Sunday, April 15, 2018

Voice Interactions on AWS Lex + Google Dialogflow


Summary

In this post I'll discuss the audio capabilities of the bot frameworks in AWS and Google.  They have different approaches currently, though I think that's changing.  AWS Lex is fully-capable processing voice/audio in a single API call.  Google Dialogflow has a separation of concerns currently.  It takes three API calls to process a voice input and provide a voice response.  Interestingly enough, execution time on both platforms is roughly the same.

Voice Interaction Flow - AWS Lex

Diagram below of what things look like on Lex to process a voice interaction.  It's really simple.  A single API call (PostContent) can take audio as input and provide an audio bot response.  Lex is burying the speech-to-text and text-to-speech details such that the developer doesn't have to deal with it.  It's nice.


Code Snippet - AWS Lex

Simple function for submitting audio in and receiving audio out below.  The PostContent API call can process text or audio.

 send(userId, request) {
  let params = {
          botAlias: '$LATEST',
    botName: BOT_NAME,
    userId: userId,
    inputStream: request
  };
  
  switch (typeof request) {
   case 'string':
    params.contentType = 'text/plain; charset=utf-8';
    params.accept = 'text/plain; charset=utf-8';
    break;   
   case 'object':
    params.contentType = 'audio/x-l16; sample-rate=16000';
    params.accept = 'audio/mpeg';
    break;
  }
  return new Promise((resolve, reject) => {
   this.runtime.postContent(params, (err, data) => {
    if (err) {
     reject(err);
    }
    else if (data) {
     let response = {'text' : data.message};
     switch (typeof request) {
      case 'string':
       response.audio = '';
       break;
      case 'object':
       response.audio = Buffer.from(data.audioStream).toString('base64');
       break;
     }
     resolve(response);
    }
   });
  });
 }

Voice Interaction Flow - Google Dialogflow

Diagram of what the current state of affairs look like with Dialogflow and voice processing.  Each function (speech-to-text, bot, text-to-speech) require separate API calls.  At least that's the way it is in the V1 Dialogflow API.  From what I can tell in V2 (beta), it will allow for audio inputs.

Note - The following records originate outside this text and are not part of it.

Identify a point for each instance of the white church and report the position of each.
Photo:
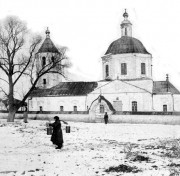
(127, 84)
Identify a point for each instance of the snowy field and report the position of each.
(91, 149)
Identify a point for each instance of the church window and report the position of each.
(164, 108)
(143, 68)
(101, 109)
(125, 31)
(107, 70)
(134, 106)
(43, 61)
(40, 108)
(44, 81)
(61, 108)
(75, 108)
(123, 69)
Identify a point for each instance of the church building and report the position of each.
(127, 84)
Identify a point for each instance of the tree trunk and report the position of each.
(11, 116)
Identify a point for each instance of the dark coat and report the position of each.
(57, 135)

Code Snippet - Google Dialogflow

Coding this up is more complicated than Lex, but nothing cosmic.  I wrote some wrapper functions around Javascript Fetch commands and then cascaded them via Promises as you see below.
 send(request) {
  return new Promise((resolve, reject) => {
   switch (typeof request) {
    case 'string':
     this._sendText(request)
     .then(text => {
      let response = {};
      response.text = text;
      response.audio = '';
      resolve(response);
     })
     .catch(err => { 
      console.error(err.message);
      reject(err);
     });  
     break;
    case 'object':
     let response = {};
     this._stt(request)
     .then((text) => {
      return this._sendText(text);
     })
     .then((text) => {
      response.text = text;
      return this._tts(text);
     })
     .then((audio) => {
      response.audio = audio;
      resolve(response);
     })
     .catch(err => { 
      console.error(err.message);
      reject(err);
     });  
   }
  });
 }

Results

I didn't expect this, but both platforms performed fairly equally even though multiple calls are necessary on Dialogflow.  For my simple bot example, I saw ~ 2 second execution times for audio in/out from both Lex and Dialogflow.  

Copyright ©1993-2024 Joey E Whelan, All rights reserved.